Riassumendo, ero andato nella Svizzera Italiana nell’estate 1999 per vedere il Museo Hermann Hesse a Montagnola. Poco dopo aver fatto il pieno di souvenir di questo scrittore tedesco da me tanto amato, e aver sbirciato attorno in questa piccola località di montagna che è, appunto, Montagnola, mi venne la splendida idea di recarmi con la mia compagna, e in auto, ad Ascona, per incontrare, eventualmente, Boris Luban Plozza che conoscevamo sia io che lei. Ad Ascona riuscimmo effettivamente ad incontrare Boris nei pressi di casa sua, e lui ci accolse con molta cordialità. Questo viaggio in Svizzera fu per me anche la scoperta della banconota di cento franchi dedicata all’artista Giacometti, nato il 10 ottobre 1901 in un villaggio nei pressi di Stampa e di nome Borgonovo, nel cantone dei Grigioni. L’artista morì invece a Parigi l’11 gennaio 1966, ma poi sepolto nel paese natio accanto al padre. Intendiamoci, sapevo di Giacometti anche prima di quel viaggio del 1999 e della scoperta di quella banconota. Vidi però una mostra dedicata alle sue opere solo nel 2000, a Milano, presso la Fondazione Antonio Mazzotta. Fu in adolescenza che scoprii per la prima volta la riproduzione di un’opera di Giacometti sulla copertina del romanzo di Sartre La nausea, negli Oscar Mondadori, nella piccola biblioteca della mia famiglia di origine. La copia del romanzo La nausea che molto più tardi ho comprato, per tenerla tra i miei libri, non so se raffigura sempre la stessa riproduzione, anche perché non ho fatto un confronto della copia del romanzo che era presente dai miei familiari e quella che ho io. In entrambi i casi, però, le due copertine ospitano la rappresentazione di un ritratto a olio, nello stile che fu attribuito a Giacometti per le sue opere mature, quelle che appartengono al suo stile esistenzialista. A proposito, nella copia che ho io dello scritto di Sartre La nausea, in copertina viene raffigurato il dipinto Testa del 1954.

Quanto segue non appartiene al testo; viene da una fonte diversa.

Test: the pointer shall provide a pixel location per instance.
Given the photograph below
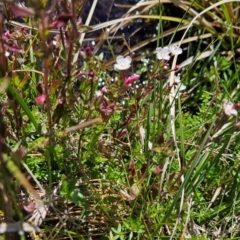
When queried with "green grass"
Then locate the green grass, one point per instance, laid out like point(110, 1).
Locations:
point(147, 161)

Leggendo la recente e bella monografia dedicata a Giacometti dal Gruppo Editoriale L’Espresso (2005), a firma di Alessandro Del Puppo, ho potuto formulare alcune riflessioni sulla figura biografica dell’artista svizzero e della sua opera. Ho notato come in un artista autentico come Giacometti, l’opera non può prescindere dalle problematiche esistenziali legate al suo autore. In fondo è la tesi che, a partire da Ellenberger, e portata a maturazione nelle opere psicobiografiche di Aldo Carotenuto, afferma l’indissolubile legame che si instaura tra l’autore e la sua opera, soprattutto quando si tratta di psicologi, filosofi, artisti, e che trova nella figura di persona e di artista di Giacometti una conferma su vari punti della sua vita.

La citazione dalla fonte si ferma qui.